Competitive environment Often high degree of competition, ruinous price competition, high market risks. Existing or impending overcapacity. Import and export restrictions, especially with regard to USA and Europe. Threats by piracy and counterfeiting.
Finance No or low equity, high debt ratio, not recoverable debts. Insufficient medium-term financial planning. No financial diversifications, therefore extreme dependence. No transparency due to lacking or insufficient cost, revenue and liquidity planning. No status reports and ad hoc coverage.
Management Lack of professional and personal qualification of managers. No sustainable strategy, but short-term orientation on single details. Unprofessional management, acting on instinct. Ineffective internal control and steering tools. Insufficient IT support.
Human Resources Lack of skilled employees and executive managers. Lack of experience of employees, great staff turnovers. Loss of know-how. Increasing labor costs in many areas, especially in the booming coastal regions. Compulsion of employment of needless, unqualified or inefficient personnel.
Goods and services Approved amount of business operations unclear. Often deficits in quality, problems with utilizations, outdated production facilities and technologies. Lack of product innovation, no R&D, inefficient manufacturing process. Missing or faked certificates, no flexibility in the case of market changes. Unprofitable because of too complex business portfolios. Increasing risk of liability.
Sales and Marketing Lack of a marketing concept, little marketing competence, great dependence in sales, logistic problems.


Detailed investigation of candidates

As relevant hard facts of Chinese companies are usually not sufficiently available and reliable, investors have to test the credit standing by investigating the environment and the history of the company. That means that the evaluation of companies in China is not primarily based on the management, but on information from the company's environment gathered from undercover investigation.

In China it is common to analyse the biographies of firm owners, share holders and managers within the scope of an investigative Due Diligence.

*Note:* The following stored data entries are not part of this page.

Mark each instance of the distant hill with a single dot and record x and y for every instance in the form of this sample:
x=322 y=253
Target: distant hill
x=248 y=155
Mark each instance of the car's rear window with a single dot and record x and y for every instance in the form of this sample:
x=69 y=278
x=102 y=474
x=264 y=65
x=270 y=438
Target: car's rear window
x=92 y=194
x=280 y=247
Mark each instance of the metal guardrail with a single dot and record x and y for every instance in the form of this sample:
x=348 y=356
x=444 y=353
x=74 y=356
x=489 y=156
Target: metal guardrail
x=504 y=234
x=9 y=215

During this investigation information about bad management or penalties of the company and its managers are gathered. Liabilities of the evaluated company are detected from suppliers, sales partners, investors and subsidiaries. A reconstruction of the company's history discloses the possible economic power of the firm today. By using benchmarks of competitors or companies of similar business fields or regions, the validity of data can be checked. Against the background of their market environment, many Chinese companies appear in a different light.

Evaluating the future of the company, different scenarios and hypotheses are proposed about the capabilities of the firm. Risk-related parameters are impending shortages of power supply and resources, possible restrictions due to tightened environmental laws, increasing labor costs, price declines in the sales markets and the saturation of sales markets. Based on this evaluation a reasonable purchase price can be calculated. After the M&A contract is concluded, it will be crucial to manage the transaction process skillfully.